In your case it appears to have read zeros in the upper bytes of the value, effectively zero-extending to 64-bits the value which was already sign-extended to 32-bits. However you can't depend on the results of doing this - it might be reading memory or a register that is not consistently initialised. Tomorrow it could be different.

The promotion of arguments is not dependent on the format string - you must always ensure that you pass the correct arguments for the format you have specified. So an int will not be promoted to a long. You need to convert it yourself.

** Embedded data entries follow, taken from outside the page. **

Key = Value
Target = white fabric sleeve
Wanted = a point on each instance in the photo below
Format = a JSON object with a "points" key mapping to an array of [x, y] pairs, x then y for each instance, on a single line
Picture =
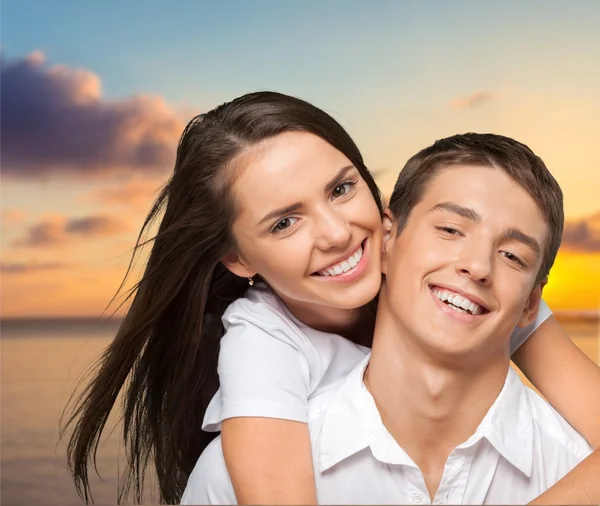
{"points": [[262, 374], [520, 335], [209, 482]]}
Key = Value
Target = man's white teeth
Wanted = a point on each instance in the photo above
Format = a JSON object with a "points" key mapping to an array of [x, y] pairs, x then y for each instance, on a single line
{"points": [[458, 302], [344, 265]]}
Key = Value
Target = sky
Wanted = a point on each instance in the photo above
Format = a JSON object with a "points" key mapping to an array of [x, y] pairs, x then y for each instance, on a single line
{"points": [[95, 95]]}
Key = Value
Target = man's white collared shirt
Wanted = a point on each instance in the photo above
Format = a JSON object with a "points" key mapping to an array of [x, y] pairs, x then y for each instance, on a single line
{"points": [[520, 449]]}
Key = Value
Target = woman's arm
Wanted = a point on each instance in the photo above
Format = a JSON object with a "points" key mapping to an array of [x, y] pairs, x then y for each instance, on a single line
{"points": [[570, 381], [269, 460]]}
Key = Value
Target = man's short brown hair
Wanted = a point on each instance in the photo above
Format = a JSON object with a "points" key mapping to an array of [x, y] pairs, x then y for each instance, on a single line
{"points": [[484, 150]]}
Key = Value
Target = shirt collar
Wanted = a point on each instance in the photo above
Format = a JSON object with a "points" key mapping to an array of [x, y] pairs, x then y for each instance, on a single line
{"points": [[352, 423], [508, 425]]}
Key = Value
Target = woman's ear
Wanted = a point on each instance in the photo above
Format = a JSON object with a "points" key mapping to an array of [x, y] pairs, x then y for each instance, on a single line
{"points": [[388, 239], [235, 264]]}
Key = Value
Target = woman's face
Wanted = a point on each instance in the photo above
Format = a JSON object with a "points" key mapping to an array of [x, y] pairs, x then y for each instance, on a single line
{"points": [[307, 223]]}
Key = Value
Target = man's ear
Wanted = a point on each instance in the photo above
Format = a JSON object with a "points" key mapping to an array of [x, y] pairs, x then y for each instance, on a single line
{"points": [[388, 239], [234, 263], [532, 305]]}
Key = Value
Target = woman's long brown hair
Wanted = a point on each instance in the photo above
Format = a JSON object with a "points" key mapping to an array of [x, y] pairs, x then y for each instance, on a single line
{"points": [[164, 357]]}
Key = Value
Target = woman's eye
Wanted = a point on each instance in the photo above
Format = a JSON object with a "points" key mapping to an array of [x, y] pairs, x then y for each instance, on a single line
{"points": [[343, 189], [284, 224]]}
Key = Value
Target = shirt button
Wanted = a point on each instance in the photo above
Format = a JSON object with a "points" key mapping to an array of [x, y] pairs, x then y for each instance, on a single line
{"points": [[417, 497]]}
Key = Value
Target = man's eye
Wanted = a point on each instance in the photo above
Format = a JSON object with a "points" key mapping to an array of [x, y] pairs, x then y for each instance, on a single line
{"points": [[449, 230], [513, 258]]}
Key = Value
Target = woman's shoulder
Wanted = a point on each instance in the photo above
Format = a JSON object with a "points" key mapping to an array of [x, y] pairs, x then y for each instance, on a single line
{"points": [[261, 311]]}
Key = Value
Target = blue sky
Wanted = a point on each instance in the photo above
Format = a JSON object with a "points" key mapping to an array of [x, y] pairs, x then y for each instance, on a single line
{"points": [[200, 51], [112, 76]]}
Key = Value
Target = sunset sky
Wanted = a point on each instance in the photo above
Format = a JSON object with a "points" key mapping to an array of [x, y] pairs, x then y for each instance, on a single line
{"points": [[96, 94]]}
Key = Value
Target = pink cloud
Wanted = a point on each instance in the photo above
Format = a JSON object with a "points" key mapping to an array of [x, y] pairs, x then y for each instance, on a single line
{"points": [[582, 235], [55, 121], [13, 216], [135, 194], [58, 231], [20, 268], [473, 101]]}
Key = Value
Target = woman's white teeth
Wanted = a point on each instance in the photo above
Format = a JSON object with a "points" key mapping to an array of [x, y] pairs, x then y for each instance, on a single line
{"points": [[344, 265], [458, 302]]}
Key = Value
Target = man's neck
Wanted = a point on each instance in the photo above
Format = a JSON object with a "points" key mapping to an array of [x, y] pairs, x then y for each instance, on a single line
{"points": [[429, 407]]}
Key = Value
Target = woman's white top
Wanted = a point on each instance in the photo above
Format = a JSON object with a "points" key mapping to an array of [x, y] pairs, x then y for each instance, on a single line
{"points": [[270, 363]]}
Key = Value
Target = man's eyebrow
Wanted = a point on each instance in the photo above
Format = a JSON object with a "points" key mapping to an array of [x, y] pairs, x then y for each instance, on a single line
{"points": [[522, 237], [297, 205], [335, 180], [465, 212]]}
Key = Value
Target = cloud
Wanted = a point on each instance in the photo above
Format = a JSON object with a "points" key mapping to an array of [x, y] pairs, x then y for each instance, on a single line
{"points": [[57, 230], [582, 235], [13, 216], [136, 194], [55, 121], [473, 101], [29, 267]]}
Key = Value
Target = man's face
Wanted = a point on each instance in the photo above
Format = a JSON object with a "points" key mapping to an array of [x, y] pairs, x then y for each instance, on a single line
{"points": [[461, 275]]}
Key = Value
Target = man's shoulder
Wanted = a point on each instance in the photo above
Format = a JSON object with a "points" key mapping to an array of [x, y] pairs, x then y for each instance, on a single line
{"points": [[552, 429], [209, 482]]}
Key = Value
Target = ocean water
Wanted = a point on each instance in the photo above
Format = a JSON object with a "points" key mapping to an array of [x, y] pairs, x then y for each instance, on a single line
{"points": [[41, 362]]}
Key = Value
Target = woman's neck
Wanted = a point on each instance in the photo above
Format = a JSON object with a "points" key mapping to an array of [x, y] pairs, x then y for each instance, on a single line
{"points": [[356, 324]]}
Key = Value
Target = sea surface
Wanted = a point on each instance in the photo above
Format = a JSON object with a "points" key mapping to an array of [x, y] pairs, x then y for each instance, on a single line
{"points": [[41, 362]]}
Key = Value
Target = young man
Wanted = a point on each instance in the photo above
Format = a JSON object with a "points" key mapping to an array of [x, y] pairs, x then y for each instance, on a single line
{"points": [[435, 414]]}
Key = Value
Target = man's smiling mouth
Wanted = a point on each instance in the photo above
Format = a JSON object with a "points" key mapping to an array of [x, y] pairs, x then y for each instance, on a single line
{"points": [[460, 303]]}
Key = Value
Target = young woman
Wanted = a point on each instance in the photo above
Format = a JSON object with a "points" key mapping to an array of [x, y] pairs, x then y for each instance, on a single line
{"points": [[266, 190]]}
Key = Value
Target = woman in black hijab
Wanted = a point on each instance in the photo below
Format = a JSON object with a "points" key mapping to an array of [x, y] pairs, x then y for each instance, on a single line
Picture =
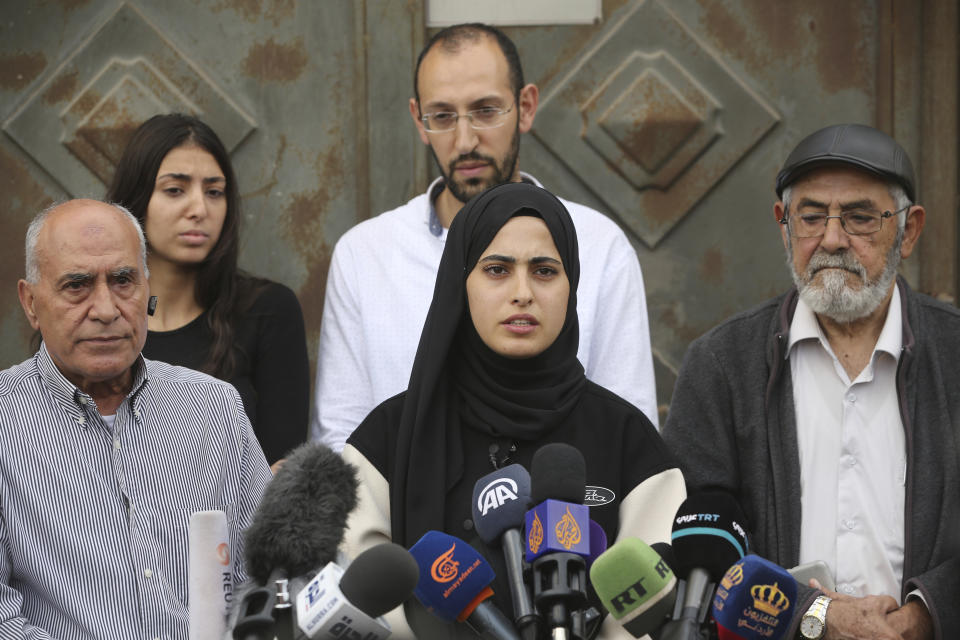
{"points": [[496, 377]]}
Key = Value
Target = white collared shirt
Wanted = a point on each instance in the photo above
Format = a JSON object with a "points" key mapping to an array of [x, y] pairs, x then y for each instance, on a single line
{"points": [[852, 457]]}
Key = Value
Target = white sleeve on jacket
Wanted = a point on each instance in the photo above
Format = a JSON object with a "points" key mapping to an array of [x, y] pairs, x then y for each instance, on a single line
{"points": [[369, 525], [341, 395], [647, 513]]}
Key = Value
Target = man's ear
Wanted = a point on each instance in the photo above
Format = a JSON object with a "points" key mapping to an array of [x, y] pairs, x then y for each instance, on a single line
{"points": [[778, 213], [916, 217], [25, 293], [527, 105], [415, 114]]}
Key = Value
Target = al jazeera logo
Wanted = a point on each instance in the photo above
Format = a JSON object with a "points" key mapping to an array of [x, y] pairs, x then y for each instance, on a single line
{"points": [[731, 578], [567, 530], [445, 569], [535, 536], [768, 603]]}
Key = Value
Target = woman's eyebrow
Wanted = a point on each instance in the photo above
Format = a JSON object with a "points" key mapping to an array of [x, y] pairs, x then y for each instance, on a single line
{"points": [[493, 257]]}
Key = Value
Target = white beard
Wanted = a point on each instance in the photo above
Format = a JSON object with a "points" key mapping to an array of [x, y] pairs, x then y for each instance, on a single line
{"points": [[826, 292]]}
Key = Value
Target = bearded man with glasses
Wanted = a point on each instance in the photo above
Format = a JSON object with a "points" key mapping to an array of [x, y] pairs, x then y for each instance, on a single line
{"points": [[831, 412], [470, 107]]}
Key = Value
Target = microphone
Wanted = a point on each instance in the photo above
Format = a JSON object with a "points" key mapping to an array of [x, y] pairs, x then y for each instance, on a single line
{"points": [[350, 603], [296, 530], [500, 500], [708, 536], [558, 537], [598, 543], [455, 585], [754, 601], [636, 586], [210, 574]]}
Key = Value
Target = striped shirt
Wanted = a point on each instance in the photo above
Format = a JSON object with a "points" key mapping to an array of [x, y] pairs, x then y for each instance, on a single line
{"points": [[94, 518]]}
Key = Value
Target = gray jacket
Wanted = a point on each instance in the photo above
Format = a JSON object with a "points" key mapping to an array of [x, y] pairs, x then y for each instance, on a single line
{"points": [[732, 425]]}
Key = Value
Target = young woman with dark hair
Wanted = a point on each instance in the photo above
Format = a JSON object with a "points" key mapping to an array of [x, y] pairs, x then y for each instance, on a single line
{"points": [[175, 176]]}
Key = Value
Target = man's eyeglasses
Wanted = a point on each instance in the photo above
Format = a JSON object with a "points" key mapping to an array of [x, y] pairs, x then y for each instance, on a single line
{"points": [[857, 222], [482, 118]]}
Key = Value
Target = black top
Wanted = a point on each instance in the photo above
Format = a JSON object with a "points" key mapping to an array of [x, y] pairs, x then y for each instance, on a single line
{"points": [[456, 378], [463, 398], [272, 375], [619, 444]]}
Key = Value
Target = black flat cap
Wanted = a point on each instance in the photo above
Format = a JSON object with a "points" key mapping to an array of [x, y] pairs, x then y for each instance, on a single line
{"points": [[852, 144]]}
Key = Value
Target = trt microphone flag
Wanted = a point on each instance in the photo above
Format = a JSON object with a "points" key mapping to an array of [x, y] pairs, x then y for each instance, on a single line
{"points": [[452, 575], [209, 575], [754, 601], [555, 526]]}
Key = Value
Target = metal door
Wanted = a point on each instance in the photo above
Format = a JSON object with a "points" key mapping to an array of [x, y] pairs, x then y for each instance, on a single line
{"points": [[672, 116]]}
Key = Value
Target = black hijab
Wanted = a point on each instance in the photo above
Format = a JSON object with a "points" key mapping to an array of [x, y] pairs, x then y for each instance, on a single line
{"points": [[456, 379]]}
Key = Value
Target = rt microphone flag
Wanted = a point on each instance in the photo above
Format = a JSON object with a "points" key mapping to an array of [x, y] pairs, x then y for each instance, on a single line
{"points": [[635, 584]]}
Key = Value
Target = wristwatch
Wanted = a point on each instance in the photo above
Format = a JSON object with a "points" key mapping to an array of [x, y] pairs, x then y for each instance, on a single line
{"points": [[814, 621]]}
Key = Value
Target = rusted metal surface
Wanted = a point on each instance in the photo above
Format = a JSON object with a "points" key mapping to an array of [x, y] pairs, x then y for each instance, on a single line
{"points": [[311, 99], [812, 63], [280, 81], [938, 162]]}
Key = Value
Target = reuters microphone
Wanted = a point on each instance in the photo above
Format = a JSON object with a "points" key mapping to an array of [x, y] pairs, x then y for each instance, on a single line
{"points": [[636, 586], [500, 500], [754, 601], [210, 575], [351, 603], [455, 585]]}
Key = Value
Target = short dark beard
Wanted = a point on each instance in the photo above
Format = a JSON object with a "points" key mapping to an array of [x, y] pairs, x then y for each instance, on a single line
{"points": [[502, 171]]}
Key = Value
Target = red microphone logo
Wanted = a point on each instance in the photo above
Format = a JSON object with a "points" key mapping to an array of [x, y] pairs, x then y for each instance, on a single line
{"points": [[445, 568], [223, 553]]}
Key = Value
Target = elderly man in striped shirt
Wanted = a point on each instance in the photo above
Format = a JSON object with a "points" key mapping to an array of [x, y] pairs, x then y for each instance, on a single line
{"points": [[105, 455]]}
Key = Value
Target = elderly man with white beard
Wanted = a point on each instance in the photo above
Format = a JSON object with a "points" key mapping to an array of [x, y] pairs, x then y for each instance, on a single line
{"points": [[831, 412]]}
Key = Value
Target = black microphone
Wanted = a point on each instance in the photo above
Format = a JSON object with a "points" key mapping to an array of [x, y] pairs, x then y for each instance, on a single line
{"points": [[708, 536], [500, 500], [558, 538], [348, 604], [297, 529]]}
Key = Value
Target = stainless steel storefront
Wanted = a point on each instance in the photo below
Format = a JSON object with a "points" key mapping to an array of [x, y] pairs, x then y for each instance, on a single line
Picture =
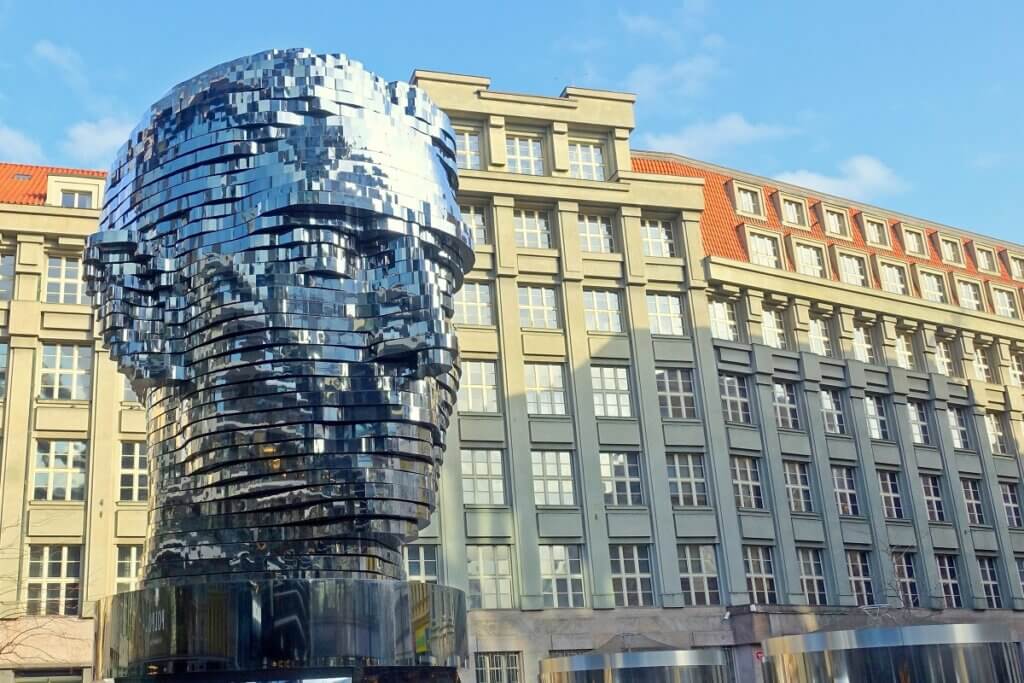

A smart compiler ought to give you a warning about this.

JasonD
  • 16,464
  • 2
  • 29
  • 44
  • In second case `s` simply gets promoted to `int` then why not in last case ? Well, in case 2 I have given a format specifier which expects an 4-byte type but then the problem is solved by promptly promoting `s` to `int`. Same can be done in 3rd case. But it's not. Why? – rootkea Feb 07 '13 at 13:17
  • It *has* promoted it to an int. However the function tries to read a long, which is a different size. I have tried to add a clarification on what is probably happening to produce the result you see. – JasonD Feb 07 '13 at 13:21
  • Thanks! So do you mean whenever `printf` is called the argument is promoted to `int` type irrespective of the argument type ? And where does format specifier fit into this ? – rootkea Feb 07 '13 at 13:35
  • As I say in my answer, the format string does not influence the promotion. A short will always be promoted in the same way. If you think about it, the format string might be generated at run-time - in which case, the compiler could not know how to promote the arguments. So the rules are fixed in advance. – JasonD Feb 07 '13 at 13:49
1

The variable does not get promoted to long while calling printf("s = %ld\n", s);. The right way to promote it to long is printf("s = %ld\n", (long) s);.

Sergej Christoforov
  • 1,451
  • 8
  • 6